I suppose you could call this literary gluttony a guilty pleasure. There are many websites with foodie information, and articles galore on every topic imaginable. But there is something comforting in putting my feet up and flipping those glossy pages, pondering the delectable food photos as I sip my tea. I consider this akin to meditation, a time for my mind to wander at leisure with no agenda. As much as my workouts are important to stay in shape and my recipe testing helps with my writing, a bit of mental free time helps me find my ways to new ideas. Sometimes, like a walk with Ella where I let her decide the route, my mind will wander down its own path and find a solution to a challenge that doesn’t even involve food.

I read an article today about Paula Wolfert, a renowned cookbook author and icon in the world of food and restaurants. She has Alzheimer’s disease, and so not only does she not remember how to cook many recipes anymore – she also has lost much of her sense of taste. And yet, she is still working with food and with people who want to learn from her. (I can’t wait to read the biography of her that is coming out soon. If you’d like to read the article, it’s on my Facebook page. ) 

Reading Ms. Wolfert’s story reminded me that every moment counts. Even with a life rich in memories, we need to make every effort to live our best life in every moment.  There is a zen saying:

Quiet the mind and the soul will speak.

I’d like my soul’s vocabulary to improve.




Best friends in the kitchen

I am in Calgary visiting a long-standing girlfriend and it has been wonderful to catch up and have some quality “girl time”. We have been around for numerous events in each other’s lives, but  it’s nice to enjoy everyday things together too. One of the reasons I always knew we could be good friends was how we could operate in a kitchen together.  From a simple cup of coffee (or tea, now as we get older and don’t tolerate the caffeine :)) to a full -fledged family meal or even entertaining, we can putter away together and always come up with something that tastes wonderful and looks great, and we have fun doing it. Not only are we nourished by the food, but also by the company.

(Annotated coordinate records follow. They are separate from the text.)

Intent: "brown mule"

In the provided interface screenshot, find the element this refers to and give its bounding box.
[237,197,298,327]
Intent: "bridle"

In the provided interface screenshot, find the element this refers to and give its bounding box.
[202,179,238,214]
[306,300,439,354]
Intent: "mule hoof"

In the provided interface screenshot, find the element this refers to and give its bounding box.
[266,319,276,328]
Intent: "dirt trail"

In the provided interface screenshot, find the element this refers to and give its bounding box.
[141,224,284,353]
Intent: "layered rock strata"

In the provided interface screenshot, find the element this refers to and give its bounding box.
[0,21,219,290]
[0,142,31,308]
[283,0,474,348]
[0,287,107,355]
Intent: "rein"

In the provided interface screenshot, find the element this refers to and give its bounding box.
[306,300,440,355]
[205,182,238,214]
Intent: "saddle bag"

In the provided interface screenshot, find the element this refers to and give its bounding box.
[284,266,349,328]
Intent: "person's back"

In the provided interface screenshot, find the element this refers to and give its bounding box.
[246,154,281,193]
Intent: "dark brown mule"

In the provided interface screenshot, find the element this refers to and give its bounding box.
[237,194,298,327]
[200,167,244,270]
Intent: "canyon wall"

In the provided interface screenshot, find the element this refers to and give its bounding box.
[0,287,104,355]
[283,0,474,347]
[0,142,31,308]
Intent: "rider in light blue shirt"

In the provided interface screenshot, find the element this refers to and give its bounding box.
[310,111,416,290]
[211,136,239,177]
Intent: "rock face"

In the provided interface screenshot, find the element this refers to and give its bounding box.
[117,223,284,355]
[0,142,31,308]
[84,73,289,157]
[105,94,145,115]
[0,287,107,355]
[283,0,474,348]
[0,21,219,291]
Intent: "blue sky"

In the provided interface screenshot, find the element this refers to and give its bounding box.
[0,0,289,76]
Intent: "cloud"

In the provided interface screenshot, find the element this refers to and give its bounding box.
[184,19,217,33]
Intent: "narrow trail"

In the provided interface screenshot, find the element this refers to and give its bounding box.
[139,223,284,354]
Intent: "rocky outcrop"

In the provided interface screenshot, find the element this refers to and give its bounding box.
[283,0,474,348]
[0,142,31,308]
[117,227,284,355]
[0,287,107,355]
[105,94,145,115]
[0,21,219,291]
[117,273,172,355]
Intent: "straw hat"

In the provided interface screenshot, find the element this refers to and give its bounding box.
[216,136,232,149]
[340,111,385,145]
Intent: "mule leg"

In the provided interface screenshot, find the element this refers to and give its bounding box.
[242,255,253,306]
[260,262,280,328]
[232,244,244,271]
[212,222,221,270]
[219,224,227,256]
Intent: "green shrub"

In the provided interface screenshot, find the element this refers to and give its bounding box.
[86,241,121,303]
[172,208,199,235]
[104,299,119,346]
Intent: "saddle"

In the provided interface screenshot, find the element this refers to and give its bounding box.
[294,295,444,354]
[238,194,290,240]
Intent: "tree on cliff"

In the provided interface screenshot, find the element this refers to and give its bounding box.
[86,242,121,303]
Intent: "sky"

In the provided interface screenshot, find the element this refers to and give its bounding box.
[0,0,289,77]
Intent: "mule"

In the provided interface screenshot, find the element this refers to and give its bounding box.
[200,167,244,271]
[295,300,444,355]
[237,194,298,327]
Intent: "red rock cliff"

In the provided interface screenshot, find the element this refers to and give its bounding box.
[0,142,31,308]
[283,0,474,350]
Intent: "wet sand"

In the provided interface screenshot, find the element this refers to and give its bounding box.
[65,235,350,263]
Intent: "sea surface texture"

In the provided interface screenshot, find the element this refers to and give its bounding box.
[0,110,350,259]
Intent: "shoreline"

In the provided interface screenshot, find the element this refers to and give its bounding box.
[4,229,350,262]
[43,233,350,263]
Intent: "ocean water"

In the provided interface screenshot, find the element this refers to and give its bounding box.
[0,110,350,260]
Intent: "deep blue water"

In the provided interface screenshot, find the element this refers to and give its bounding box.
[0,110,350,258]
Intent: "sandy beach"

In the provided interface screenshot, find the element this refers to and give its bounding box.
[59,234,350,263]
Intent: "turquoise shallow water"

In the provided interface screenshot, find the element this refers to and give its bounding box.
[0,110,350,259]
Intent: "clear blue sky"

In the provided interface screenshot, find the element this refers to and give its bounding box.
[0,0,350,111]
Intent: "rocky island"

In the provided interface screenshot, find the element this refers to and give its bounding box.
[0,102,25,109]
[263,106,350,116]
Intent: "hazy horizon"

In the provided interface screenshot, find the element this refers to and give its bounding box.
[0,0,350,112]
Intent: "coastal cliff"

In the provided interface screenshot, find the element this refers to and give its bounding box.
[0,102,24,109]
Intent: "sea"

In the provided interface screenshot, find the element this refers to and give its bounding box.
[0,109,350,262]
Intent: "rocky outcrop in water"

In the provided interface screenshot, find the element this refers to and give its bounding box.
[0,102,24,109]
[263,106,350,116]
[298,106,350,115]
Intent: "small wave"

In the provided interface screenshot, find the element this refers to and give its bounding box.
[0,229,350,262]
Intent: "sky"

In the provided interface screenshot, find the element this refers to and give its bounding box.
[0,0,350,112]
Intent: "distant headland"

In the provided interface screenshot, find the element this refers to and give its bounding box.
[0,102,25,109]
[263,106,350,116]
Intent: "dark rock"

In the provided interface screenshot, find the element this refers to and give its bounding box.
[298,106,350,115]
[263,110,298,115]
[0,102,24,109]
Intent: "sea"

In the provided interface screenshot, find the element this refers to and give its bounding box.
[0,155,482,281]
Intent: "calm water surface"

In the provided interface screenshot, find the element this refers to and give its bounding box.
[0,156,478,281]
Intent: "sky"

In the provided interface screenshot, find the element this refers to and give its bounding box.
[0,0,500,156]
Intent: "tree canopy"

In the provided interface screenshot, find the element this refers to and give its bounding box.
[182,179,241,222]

Perhaps it is a mutual love of dance that helps us understand the way people need to weave in and out of a kitchen, orchestrating movements so that they are efficient and also harmonious. Maybe it is simply the love of life we share, that need to make the most of moments as they happen and take in all the magic they have to offer. Summing up a moment with a toast at the table is a wonderful way to ensure that memory is catalogued for future enjoyment.

It could be that we both come by our love of the kitchen honestly, too… both of our Moms have spent a lot of time there over the years and I think the smell of good food growing up does affect your brain. When you have a Mom who combines the practicality of cooking for a family with the desire to ensure the food is enjoyed as an experience, then you have a perfect recipe for success. I was thrilled to be able to spend time with Sue’s mom, Alice, on this trip – we spent a thoroughly enjoyable time at Heritage Park, having brunch, singing carols, petting reindeer, and hearing all kinds of great stories – many from pioneer kitchens. (I’ll be posting the awesome pictures as soon as I get home.)

I will be posting more on my trip to my old stomping ground in the coming week – Calgary has become a great city for us gourmands. Now I am off to lunch!